Пальцы матушки крутят густую прядь моих волос. Она крепко держит меня, свое любимое дитя, тогда как Щуплик вырывается из материнских объятий, громко стонет и хватает ртом воздух. Раз. Другой. Потом обмякает – и краска уходит из его лица. Затем он замирает. Постепенно кожа делается восковой, приобретает голубоватый оттенок, сродни водянистому снятому молоку. Все еще не выпуская моих волос, матушка двумя пальцами другой руки трогает его запястье, говорит:
– Теперь он перешел в Другой мир.
И отпускает меня, хотя я сейчас хочу только одного: чтобы она по-прежнему держала меня, а отец крепко обнял нас обеих. Матушка поднимает руки, собираясь погладить супругу Дубильщика по щеке, но та отшатывается: горе слишком полно, слишком свежо; она еще не осознает, что страдает не одна.
Дубильщик распахивает дверь, чтобы душа Щуплика могла найти дорогу на болота, к Праотцу. Супруга Дубильщика говорит:
– Подожди. – Голос у нее сдавленный, нечеловеческий.
Но Дубильщик все-таки оставляет дверь приоткрытой.
Наконец приходит робкий рассвет, но мгла по-прежнему окутывает прогалилну. Небо набухло дождем, и гром грохочет с такой силой, что плачут дети и земля трясется под ногами. Мы с матерью свободны от работы в поле, и это счастье, ведь мы спали всего несколько часов. Да и какая работа, когда из туч низвергаются потоки воды и с небес сыплются молнии.
Отец уговаривает меня лечь на меховое ложе, которое он устроил у огня, а матушка настаивает, что совсем не устала, и опускается на колени под крестом Матери-Земли. Она трогает землю под тростником, бесконечно повторяя: «Матери-Земли благостыня!» Но взгляд ее следует за отцом, когда он подкладывает на угли щепки, устраивая из них шалашик. Матушка бьет себя кулаком по бедру, тяжело вздыхает. Когда наконец она смыкает глаза, лицо ее искажено болью.

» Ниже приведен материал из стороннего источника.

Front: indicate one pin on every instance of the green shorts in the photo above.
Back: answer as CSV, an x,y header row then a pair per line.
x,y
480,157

В животе у отца бурчит, и мать снова смотрит в его сторону – достаточно долго, чтобы заметить, что отец наблюдает за ней, недоумевая, почему она так долго стоит под крестом. Отец снимает с крюка висящий над очагом железный котел изящных очертаний – его работа; насыпает ячменя, добавляет пару черпаков воды. Этого мало, выйдет слишком густо. Отец смотрит на меня, но я быстро закрываю глаза, делая вид, что сплю, и он не спрашивает, нужно ли добавить третий черпак. Мне надо бы встать и сварить перловую кашу, как я делаю каждое утро, но я заворожена разыгрывающейся передо мною сценой, в особенности матерью, стоящей на коленях: она молится Матери-Земле, но что-то ей мешает. Я одними губами шепчу ее имя: Набожа – обещание благочестия, добра, искренности во всем. Обычно, когда матушка стоит на коленях, вид у нее спокойный, даже возвышенный. Но не сейчас: этим утром ушел слабый мальчик – и теперь ее дочь заняла его место.
Мощная вспышка молнии на мгновение освещает хижину. От следующего за ней грома шуршат расвешанные на стропилах травы, трясутся мелкие глиняные сосуды, но матушка словно приросла к полу. Отец распахивает дверь, опасаясь, что молния ударила возле прогалины, но затем возвращается к очагу: стало быть, ничего не загорелось.
Я лежу тихо и, слыша скрежет металла по металлу, понимаю, что отец выскребает в миску порцию каши. Супруга Пастуха, каждое утро приносящая овечье молоко, пойдет к Дубильщикам утешать старую подругу, и мы останемся ни с чем. Каша отцу не понравится: воды мало, а молока и вовсе нет.
Ливень усиливается, и плотный, душный воздух делает наступившее утро еще более тягостным. В конце концов матушка сдается. Сквозь ресницы я вижу, как она поднимается с пола, с трудом распрямляет затекшие ноги – как женщина, которая всю жизнь, тридцать один год, проработала в полях у Черного озера.
– Я кашу сварил, – говорит отец и добавляет: – Молока нет.
– Хромуша сходит к Пастуху, когда проснется.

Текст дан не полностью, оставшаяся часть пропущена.